Hoffentlich ein weitsichtiger und kluger Gedanke, die Gefahr besteht dennoch, daß das gesamte Projekt nichtsdestotrotz scheitert. Sowohl Polen als auch Tschechien weigern sich bisher weitgehend, der geschichtlichen Realität ins Auge zu blicken. Man protestiert gegen die Nominierung Steinbachs, weil diese sich bei den Verhandlungen im Bundestag bezüglich der Anerkennung der Oder-Neiße-Linie als verbindliche Grenze zwischen Deutschland und Polen dagegen aussprach, weil man nicht für einen Vertrag stimmen könne, der einen Teil unserer Heimat abtrennt. Man wirft ihr vor, daß sie die Geschichte umschreiben und irgendwas relativieren wolle.

Doch wenn man sich die Mühe macht, einmal hinter die Fassaden der politischen Heuchelei zu blicken, dann erkennt man, daß die Relativierung bzw. Verdrehung der Geschichte eher von polnischen Akteuren auszugehen scheint. Sie stemmten sich über Jahre hinweg dagegen, daß das Zentrum gegen Vertreibungen in Deutschland entstehen soll, mit der Begründung, daß die Vertreibungsverbrechen von deutscher Seite ihren Ausgang genommen hätten. Man instrumentalisierte deutsche Missetaten, um von eigenen Verbrechen abzulenken. So will man sich nicht mit polnischen und tschechischen Vertreibungs- und Unterdrückungsmaßnahmen auseinandersetzen, die schon kurz nach dem Ersten Weltkrieg, also lange vor der Machtergreifung Hitlers, ihren Anfang nahmen.

Und durch die Appelle eines Herrn Steinmeier, auf die Ernennung Steinbachs aus Rücksichtnahme auf polnische Interessen zu verzichten, wird den politischen Akteuren Polens auch noch geholfen, sich aus der Verantwortung zu stehlen. Alles scheint wieder darauf hinaus zu laufen, wie es dem zeitgeschichtlich Interessierten schon bei der Thematik der Bombenangriffe scheinheilig vorgekommen sein muß: die Geschichte wird von Siegern geschrieben, so wird die von Sozialdemokraten und Polen/Tschechen gewünschte Konsequenz sein, daß auch bei der Problematik Vertreibung das deutsche Opfer wieder als ein Opfer zweiter Klasse dargestellt wird.
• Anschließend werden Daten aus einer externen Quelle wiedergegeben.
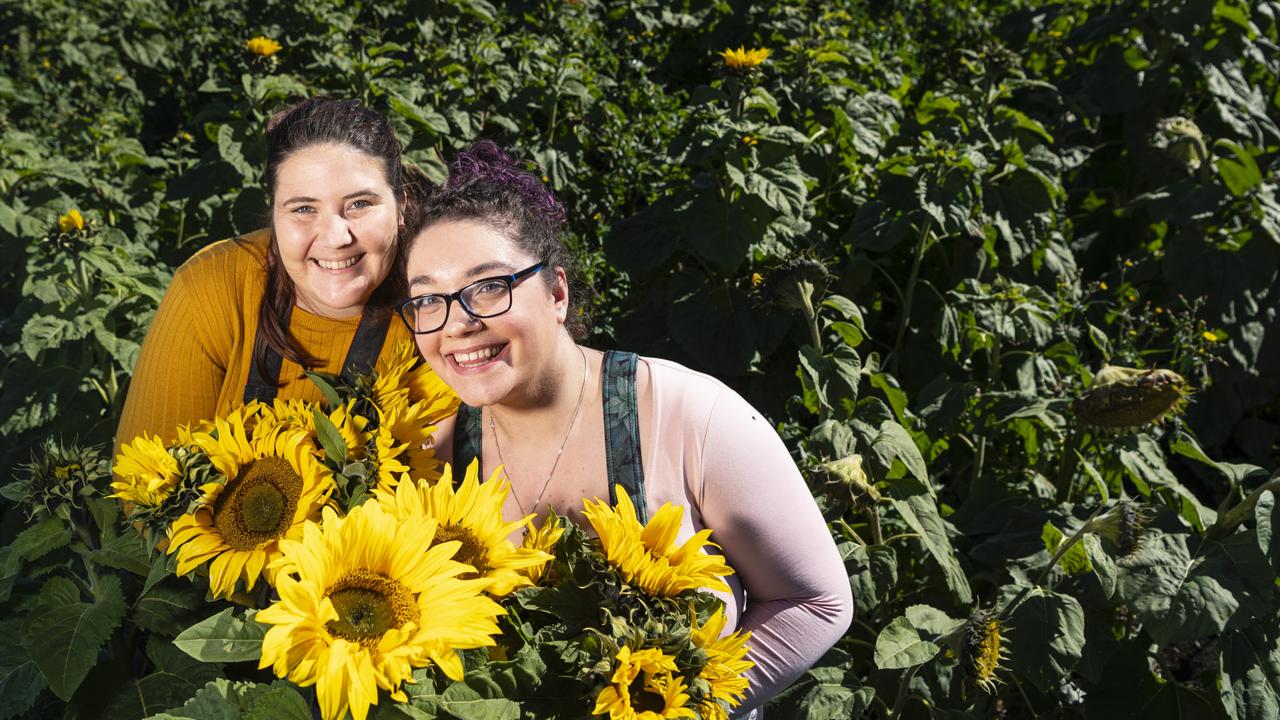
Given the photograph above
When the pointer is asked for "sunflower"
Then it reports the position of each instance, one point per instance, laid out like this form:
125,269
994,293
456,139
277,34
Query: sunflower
726,664
470,514
147,472
362,604
744,59
647,555
644,687
272,487
543,540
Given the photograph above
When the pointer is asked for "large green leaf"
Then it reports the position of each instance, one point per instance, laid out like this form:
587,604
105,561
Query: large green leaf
900,645
1046,637
64,639
1184,597
223,638
36,541
1251,670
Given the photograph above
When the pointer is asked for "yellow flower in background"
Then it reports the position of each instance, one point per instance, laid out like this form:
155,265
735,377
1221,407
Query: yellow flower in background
644,687
364,601
543,540
726,662
264,46
647,555
744,59
272,488
470,514
71,222
147,472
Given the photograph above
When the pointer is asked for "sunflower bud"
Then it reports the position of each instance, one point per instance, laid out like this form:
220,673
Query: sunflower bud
792,286
1123,399
1123,524
56,478
848,472
1182,141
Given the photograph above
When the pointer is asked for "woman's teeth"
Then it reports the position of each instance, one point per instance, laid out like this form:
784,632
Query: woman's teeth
475,358
337,264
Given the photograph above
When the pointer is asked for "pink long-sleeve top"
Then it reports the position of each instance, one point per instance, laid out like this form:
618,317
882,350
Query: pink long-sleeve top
707,449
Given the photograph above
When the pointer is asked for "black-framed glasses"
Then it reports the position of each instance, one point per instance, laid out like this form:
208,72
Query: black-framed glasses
485,297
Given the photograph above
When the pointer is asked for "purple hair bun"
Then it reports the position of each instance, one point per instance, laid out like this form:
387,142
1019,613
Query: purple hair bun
489,164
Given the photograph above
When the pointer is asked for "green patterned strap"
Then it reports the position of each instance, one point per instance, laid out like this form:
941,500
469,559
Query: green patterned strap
467,438
622,429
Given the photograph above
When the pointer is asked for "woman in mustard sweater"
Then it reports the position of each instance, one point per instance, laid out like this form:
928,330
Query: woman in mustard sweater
245,317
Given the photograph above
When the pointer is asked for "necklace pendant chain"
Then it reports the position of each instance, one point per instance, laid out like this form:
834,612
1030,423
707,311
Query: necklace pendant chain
547,483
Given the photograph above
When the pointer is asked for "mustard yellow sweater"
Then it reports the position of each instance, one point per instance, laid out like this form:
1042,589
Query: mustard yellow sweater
197,352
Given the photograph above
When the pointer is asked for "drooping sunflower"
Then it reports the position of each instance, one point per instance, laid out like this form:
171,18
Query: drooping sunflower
726,664
147,474
470,514
644,687
272,487
647,555
364,600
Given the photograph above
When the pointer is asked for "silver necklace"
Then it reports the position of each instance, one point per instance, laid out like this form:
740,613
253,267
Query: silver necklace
547,483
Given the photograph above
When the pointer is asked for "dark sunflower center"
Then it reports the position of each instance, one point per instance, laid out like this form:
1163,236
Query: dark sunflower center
472,551
257,504
368,606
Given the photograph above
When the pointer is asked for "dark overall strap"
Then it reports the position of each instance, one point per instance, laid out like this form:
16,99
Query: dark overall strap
361,355
622,429
467,440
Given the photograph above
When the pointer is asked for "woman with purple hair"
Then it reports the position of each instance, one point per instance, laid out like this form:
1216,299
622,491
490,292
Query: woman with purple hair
494,310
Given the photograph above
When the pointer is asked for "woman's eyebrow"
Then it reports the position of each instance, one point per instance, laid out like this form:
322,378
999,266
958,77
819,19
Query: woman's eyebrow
483,268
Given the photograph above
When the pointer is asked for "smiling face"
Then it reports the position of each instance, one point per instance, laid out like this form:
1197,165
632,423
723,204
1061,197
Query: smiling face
336,219
507,359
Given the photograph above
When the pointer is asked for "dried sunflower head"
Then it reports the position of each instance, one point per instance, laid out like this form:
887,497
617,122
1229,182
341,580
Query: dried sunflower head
1125,399
1124,524
56,478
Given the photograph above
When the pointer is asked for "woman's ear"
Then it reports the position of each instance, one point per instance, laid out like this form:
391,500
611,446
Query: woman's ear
560,294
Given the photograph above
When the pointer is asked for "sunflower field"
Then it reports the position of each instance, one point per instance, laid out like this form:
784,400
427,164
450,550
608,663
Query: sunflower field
1005,276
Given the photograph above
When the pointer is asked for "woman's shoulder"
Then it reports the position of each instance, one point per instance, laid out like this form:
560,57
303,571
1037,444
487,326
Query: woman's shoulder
232,259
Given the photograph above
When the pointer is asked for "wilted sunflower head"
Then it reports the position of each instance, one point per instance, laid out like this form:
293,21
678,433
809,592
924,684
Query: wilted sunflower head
982,647
1124,399
56,478
1182,141
795,283
1124,524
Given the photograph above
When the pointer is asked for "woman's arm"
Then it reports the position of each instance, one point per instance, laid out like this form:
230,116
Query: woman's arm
181,368
764,518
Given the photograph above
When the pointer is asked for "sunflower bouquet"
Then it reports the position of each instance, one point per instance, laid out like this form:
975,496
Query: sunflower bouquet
341,555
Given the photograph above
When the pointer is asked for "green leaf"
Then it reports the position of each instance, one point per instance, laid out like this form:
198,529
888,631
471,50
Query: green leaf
894,442
1046,637
1180,597
1240,174
1104,566
920,511
900,646
334,446
64,639
1251,671
21,680
1074,560
931,619
37,541
223,638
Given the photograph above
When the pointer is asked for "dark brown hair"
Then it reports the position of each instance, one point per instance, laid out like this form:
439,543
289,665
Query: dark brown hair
319,121
488,186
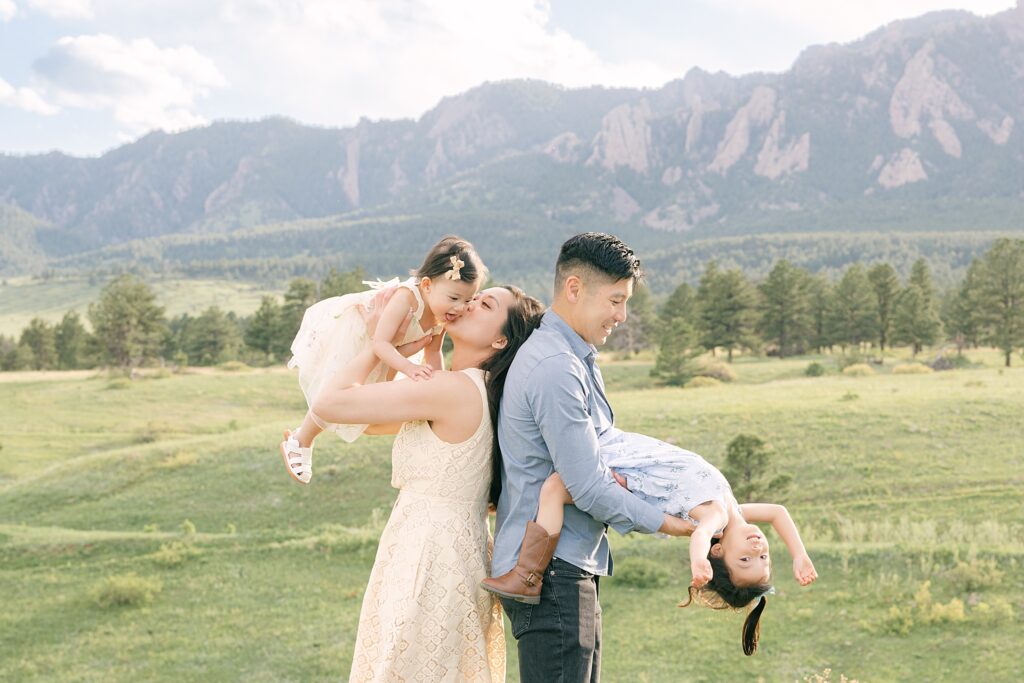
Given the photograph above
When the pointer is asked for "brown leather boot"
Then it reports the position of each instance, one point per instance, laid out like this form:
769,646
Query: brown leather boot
522,584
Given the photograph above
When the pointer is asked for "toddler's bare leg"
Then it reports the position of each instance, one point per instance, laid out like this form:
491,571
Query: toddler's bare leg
308,430
554,498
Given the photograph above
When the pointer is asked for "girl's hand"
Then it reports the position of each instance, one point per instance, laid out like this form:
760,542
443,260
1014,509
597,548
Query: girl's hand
417,373
415,346
803,569
701,572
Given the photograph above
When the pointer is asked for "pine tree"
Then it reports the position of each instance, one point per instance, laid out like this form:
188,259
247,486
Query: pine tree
640,329
263,330
785,318
851,315
677,345
820,307
962,312
71,339
727,310
40,339
1001,295
885,284
211,338
127,323
914,322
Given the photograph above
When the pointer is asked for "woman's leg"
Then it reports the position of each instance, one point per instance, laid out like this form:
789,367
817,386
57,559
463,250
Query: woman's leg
551,509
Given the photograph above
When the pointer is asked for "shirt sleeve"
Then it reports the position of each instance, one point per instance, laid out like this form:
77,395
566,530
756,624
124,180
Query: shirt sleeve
558,401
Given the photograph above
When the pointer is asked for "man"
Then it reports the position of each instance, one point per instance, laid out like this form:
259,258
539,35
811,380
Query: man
553,414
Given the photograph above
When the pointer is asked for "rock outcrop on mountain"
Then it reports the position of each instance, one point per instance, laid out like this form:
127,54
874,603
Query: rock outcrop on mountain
920,109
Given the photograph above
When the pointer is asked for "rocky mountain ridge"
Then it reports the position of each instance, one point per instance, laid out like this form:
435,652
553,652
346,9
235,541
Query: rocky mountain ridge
921,109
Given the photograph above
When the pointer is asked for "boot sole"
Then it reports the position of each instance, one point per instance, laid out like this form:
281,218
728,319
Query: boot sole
528,599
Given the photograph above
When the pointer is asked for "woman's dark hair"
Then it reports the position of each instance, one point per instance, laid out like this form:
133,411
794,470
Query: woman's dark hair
597,253
438,260
736,597
523,316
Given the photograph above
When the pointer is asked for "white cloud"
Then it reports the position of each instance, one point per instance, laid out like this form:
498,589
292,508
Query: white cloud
332,62
142,85
7,10
64,9
24,98
844,22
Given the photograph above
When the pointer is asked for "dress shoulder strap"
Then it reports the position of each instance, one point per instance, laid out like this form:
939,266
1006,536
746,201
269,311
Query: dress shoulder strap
477,376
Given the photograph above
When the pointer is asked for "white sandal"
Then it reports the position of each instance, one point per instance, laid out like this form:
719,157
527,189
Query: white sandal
299,461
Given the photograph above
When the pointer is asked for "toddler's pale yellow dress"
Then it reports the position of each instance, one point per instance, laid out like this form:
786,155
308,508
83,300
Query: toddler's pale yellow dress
333,333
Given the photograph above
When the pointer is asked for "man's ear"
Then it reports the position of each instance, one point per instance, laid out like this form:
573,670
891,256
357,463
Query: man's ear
572,289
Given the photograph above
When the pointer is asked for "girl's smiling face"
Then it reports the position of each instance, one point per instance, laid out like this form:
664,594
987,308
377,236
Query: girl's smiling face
744,551
448,298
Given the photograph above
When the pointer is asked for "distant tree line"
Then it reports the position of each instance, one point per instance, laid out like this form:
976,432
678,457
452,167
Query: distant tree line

Hiergegen hat sich nationaler Protest zu äußern, es kann nicht hingenommen werden, daß sich in Polen geweigert wird, für die eigenen Verbrechen die Verantwortung zu übernehmen, aber dennoch zumindest indirekt von Polen und direkt von sozialdemokratischen Polen-Lobbyisten entschieden wird, wer für die deutsche Seite in den Stiftungsrat für Flucht, Vertreibung und Versöhnung entsandt wird. Wir Nationaldemokraten sind der Ansicht, daß der Bund der Vertriebenen es den Opfern dieses Verbrechens schuldig ist, standhaft zu bleiben und die deutsche Position zu vertreten. Wahre Völkerverständigung und Versöhnung, das Endziel eines solchen Zentrums gegen Vertreibungen, kann nur Realität werden, wenn auch auf polnischer und tschechischer Seite endlich Verantwortung übernommen wird für begangenes Unrecht.

Eine würdige Erinnerungskultur bezüglich der Opfer der größten Schlacht der Menschheitsgeschichte wird für die Völker Europas erst dann möglich sein, wenn dazu übergegangen wird, allerorten die eigene Schuld aufzuarbeiten, anstatt die Kollektivverantwortung nach dem Erbsünde-Prinzip ausschließlich dem deutschen Volk aufzulasten.